Sparkling API functions typically copy and retain input values, and return non-owning pointers when giving output to the caller. Thus, if you want to use a value longer than an immediate operation, you typically retain and copy the structure too. In the other direction, when you supply a value to a function, you can pass the address of an automatic local (block-scope) variable -- it will be safely copied, and the value inside will also be retained if it's an object.

Accessing debug information

A Sparkling compiler instance can be asked to generate debugging information.
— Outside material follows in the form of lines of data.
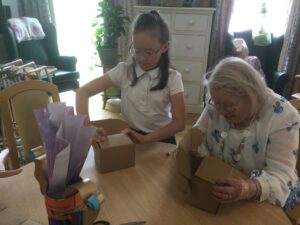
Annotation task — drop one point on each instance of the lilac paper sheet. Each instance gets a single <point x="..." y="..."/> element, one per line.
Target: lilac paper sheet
<point x="66" y="140"/>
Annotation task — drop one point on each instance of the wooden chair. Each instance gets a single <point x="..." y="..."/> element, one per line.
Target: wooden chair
<point x="296" y="88"/>
<point x="294" y="214"/>
<point x="17" y="103"/>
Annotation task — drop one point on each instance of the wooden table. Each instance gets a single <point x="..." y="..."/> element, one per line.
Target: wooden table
<point x="150" y="191"/>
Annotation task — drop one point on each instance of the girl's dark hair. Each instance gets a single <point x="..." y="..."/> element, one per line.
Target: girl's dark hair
<point x="152" y="21"/>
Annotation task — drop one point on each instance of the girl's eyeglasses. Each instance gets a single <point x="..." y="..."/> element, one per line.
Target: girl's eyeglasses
<point x="148" y="53"/>
<point x="225" y="107"/>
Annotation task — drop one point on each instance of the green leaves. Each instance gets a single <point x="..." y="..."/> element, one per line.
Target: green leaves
<point x="109" y="24"/>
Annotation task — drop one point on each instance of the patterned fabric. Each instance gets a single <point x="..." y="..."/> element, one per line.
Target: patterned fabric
<point x="270" y="147"/>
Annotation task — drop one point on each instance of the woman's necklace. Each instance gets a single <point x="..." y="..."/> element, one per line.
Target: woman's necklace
<point x="235" y="153"/>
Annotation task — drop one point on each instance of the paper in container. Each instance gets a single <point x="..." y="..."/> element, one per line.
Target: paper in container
<point x="69" y="200"/>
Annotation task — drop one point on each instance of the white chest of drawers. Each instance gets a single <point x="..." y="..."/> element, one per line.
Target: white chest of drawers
<point x="190" y="30"/>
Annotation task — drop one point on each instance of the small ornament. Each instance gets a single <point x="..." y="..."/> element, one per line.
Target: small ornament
<point x="224" y="134"/>
<point x="246" y="133"/>
<point x="237" y="157"/>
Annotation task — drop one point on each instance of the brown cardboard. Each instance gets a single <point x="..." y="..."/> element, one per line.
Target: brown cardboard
<point x="118" y="151"/>
<point x="199" y="174"/>
<point x="294" y="215"/>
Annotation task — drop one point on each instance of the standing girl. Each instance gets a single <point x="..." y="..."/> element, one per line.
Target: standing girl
<point x="151" y="92"/>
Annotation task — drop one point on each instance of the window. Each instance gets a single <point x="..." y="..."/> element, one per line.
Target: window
<point x="247" y="15"/>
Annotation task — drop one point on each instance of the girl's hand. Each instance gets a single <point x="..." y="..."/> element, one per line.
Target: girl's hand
<point x="99" y="136"/>
<point x="135" y="136"/>
<point x="232" y="189"/>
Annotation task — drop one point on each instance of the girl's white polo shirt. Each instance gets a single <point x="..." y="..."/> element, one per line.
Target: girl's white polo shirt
<point x="143" y="109"/>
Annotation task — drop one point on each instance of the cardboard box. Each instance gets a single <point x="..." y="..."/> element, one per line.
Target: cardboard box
<point x="118" y="152"/>
<point x="199" y="174"/>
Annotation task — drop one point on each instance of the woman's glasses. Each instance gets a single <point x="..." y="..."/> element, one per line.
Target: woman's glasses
<point x="231" y="107"/>
<point x="148" y="53"/>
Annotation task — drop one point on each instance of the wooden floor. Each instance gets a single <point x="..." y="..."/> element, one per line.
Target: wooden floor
<point x="112" y="110"/>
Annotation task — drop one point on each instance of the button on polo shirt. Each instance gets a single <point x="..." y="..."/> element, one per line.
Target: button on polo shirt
<point x="143" y="109"/>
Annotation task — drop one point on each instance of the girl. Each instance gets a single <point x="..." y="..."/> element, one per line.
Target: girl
<point x="151" y="92"/>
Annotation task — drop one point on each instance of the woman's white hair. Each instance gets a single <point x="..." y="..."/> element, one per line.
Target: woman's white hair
<point x="236" y="77"/>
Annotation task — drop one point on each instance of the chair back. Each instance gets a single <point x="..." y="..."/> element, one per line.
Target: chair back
<point x="296" y="104"/>
<point x="17" y="104"/>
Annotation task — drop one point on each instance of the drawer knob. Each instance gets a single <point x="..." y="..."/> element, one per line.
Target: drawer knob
<point x="191" y="22"/>
<point x="187" y="70"/>
<point x="189" y="46"/>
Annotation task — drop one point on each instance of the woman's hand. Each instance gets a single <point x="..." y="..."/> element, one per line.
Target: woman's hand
<point x="232" y="189"/>
<point x="100" y="135"/>
<point x="135" y="136"/>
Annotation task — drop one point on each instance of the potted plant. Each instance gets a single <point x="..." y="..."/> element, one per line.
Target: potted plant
<point x="109" y="25"/>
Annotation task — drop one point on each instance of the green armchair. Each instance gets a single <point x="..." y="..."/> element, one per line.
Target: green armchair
<point x="268" y="56"/>
<point x="44" y="52"/>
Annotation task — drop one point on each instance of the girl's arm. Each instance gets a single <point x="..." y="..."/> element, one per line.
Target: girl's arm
<point x="90" y="89"/>
<point x="176" y="125"/>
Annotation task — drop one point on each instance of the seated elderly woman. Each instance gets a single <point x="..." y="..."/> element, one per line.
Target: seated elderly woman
<point x="257" y="131"/>
<point x="240" y="49"/>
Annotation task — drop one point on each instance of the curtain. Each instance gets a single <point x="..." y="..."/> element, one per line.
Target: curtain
<point x="219" y="31"/>
<point x="290" y="55"/>
<point x="125" y="40"/>
<point x="43" y="10"/>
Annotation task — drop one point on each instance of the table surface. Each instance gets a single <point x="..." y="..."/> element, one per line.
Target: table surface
<point x="150" y="191"/>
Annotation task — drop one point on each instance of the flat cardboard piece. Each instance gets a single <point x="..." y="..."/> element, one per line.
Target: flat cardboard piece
<point x="118" y="152"/>
<point x="199" y="174"/>
<point x="192" y="139"/>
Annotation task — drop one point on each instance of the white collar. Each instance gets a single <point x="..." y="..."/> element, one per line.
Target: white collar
<point x="154" y="73"/>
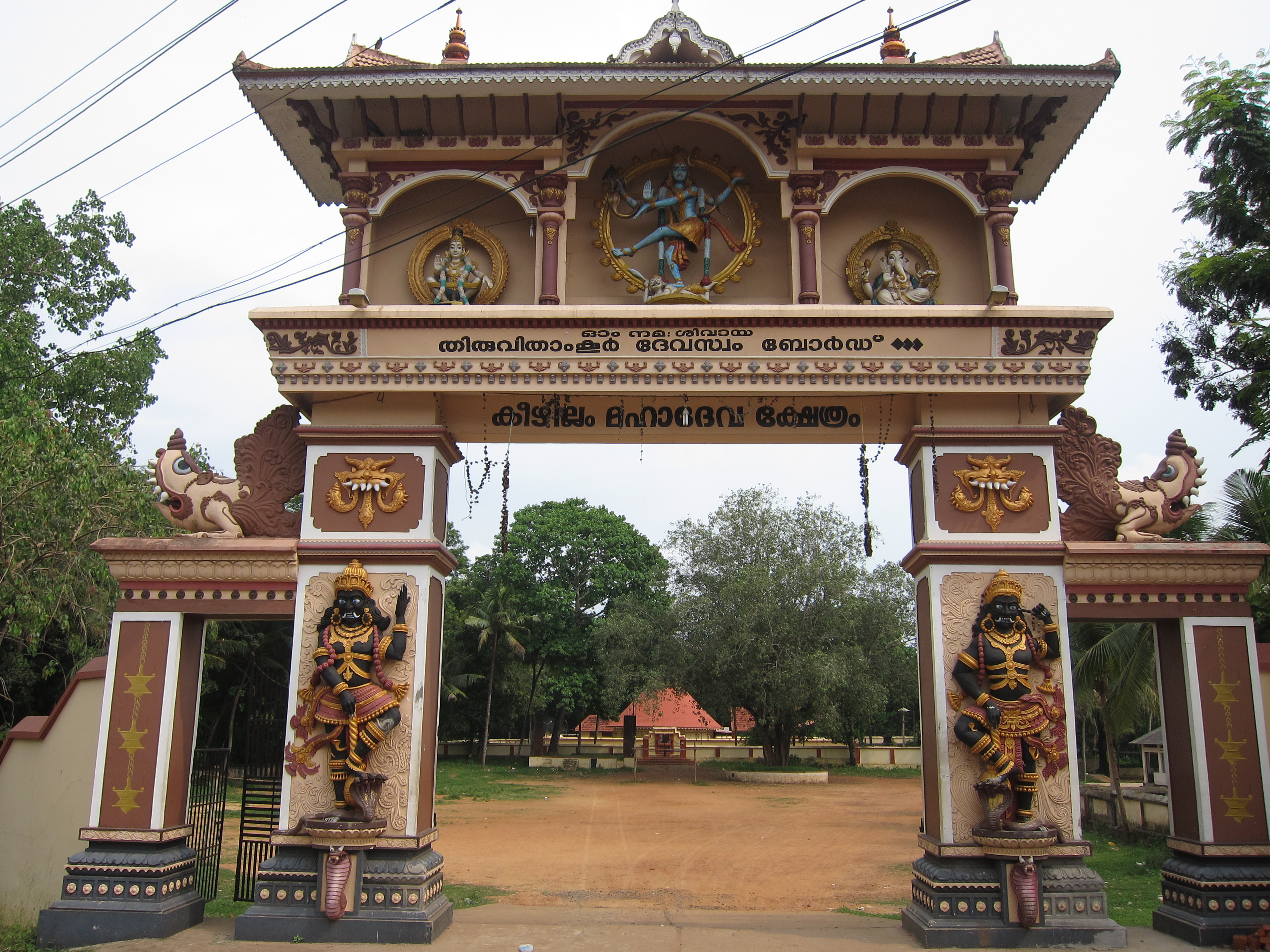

This information is then available in the debug_info member of the resulting function (the one which contains the bytecode for the top-level program).

The debug info contains implementation-defined data which maps low-level bytecode addresses, register numbers, etc. to source lines, columns and variable names, etc.

void spn_dbg_set_filename(SpnHashMap *debug_info, const char *fname);

By default, the compiler doesn't ask for a filename, even if it is generating debug information. (The rationale behind this design decision is that not all Sparkling programs may have been created from a file, and I didn't want to make the compiler api a complete pain to use.)

So, if you know that a particular program has been created from a file, you can use this function to register the file name in the debug info.

const char *spn_dbg_get_filename(SpnHashMap *debug_info);

Returns the filename set using spn_dbg_get_filename() or "???" if no file name was set and/or debug_info was NULL.

SpnSourceLocation spn_dbg_get_frame_source_location(SpnStackFrame frame);

Returns a source location object corresponding to the error location in frame. frame must have been obtained via a call to spn_vm_stacktrace() or spn_ctx_stacktrace(). If no corresponding location info is found, returns (0, 0).

SpnSourceLocation spn_dbg_get_raw_source_location(
    SpnHashMap *debug_info,
    ptrdiff_t address
);

Returns the source location for an arbitrary address pointing inside a bytecode array described by debug_info.

If debug_info is NULL or the location couldn't be determined, returns (0, 0).